GORDIL, République centrafricaine, 2 août 2007 – « Quand je leur ai tiré dessus, ma tête s’est mise à tourner et je me suis évanoui », se souvient Ahmed, un soldat qui affirme avoir 16 ans, même s’il paraît bien plus jeune. 

Habillé en tenue de combat de couleur kaki et paré de bijoux, le jeune garçon sourit et explique qu’il a passé trois années avec l’Union des Forces Démocratiques pour le Rassemblement  (UFDR), le principal groupe rebelle du nord de la République Centrafricaine. Jusqu’à une date récente, il combattait les troupes du gouvernement dans la région.

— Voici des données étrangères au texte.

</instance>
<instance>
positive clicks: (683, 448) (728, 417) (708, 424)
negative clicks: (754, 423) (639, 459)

Originaire d’une ville située à presque 160 kilomètres d’ici, Ahmed avait quitté son école et sa famille pour devenir soldat. Il habite aujourd’hui dans les baraquements de l’armée rebelle mais cela pas pour très longtemps. Il vient juste de finir d’assister à la répétition de la marche pour la cérémonie de désarmement, de démobilisation et de réintégration et il affirme qu’il attend celle-ci avec impatience.

Enfin un sentiment d’espoir

Toute la localité est prête à participer à la cérémonie. Malgré la chaleur de la mi-journée, les femmes chantent et dansent. Habillées d’étoffes chatoyantes, elles répètent les chansons qu’elles ont choisi d’interpréter pour l’occasion.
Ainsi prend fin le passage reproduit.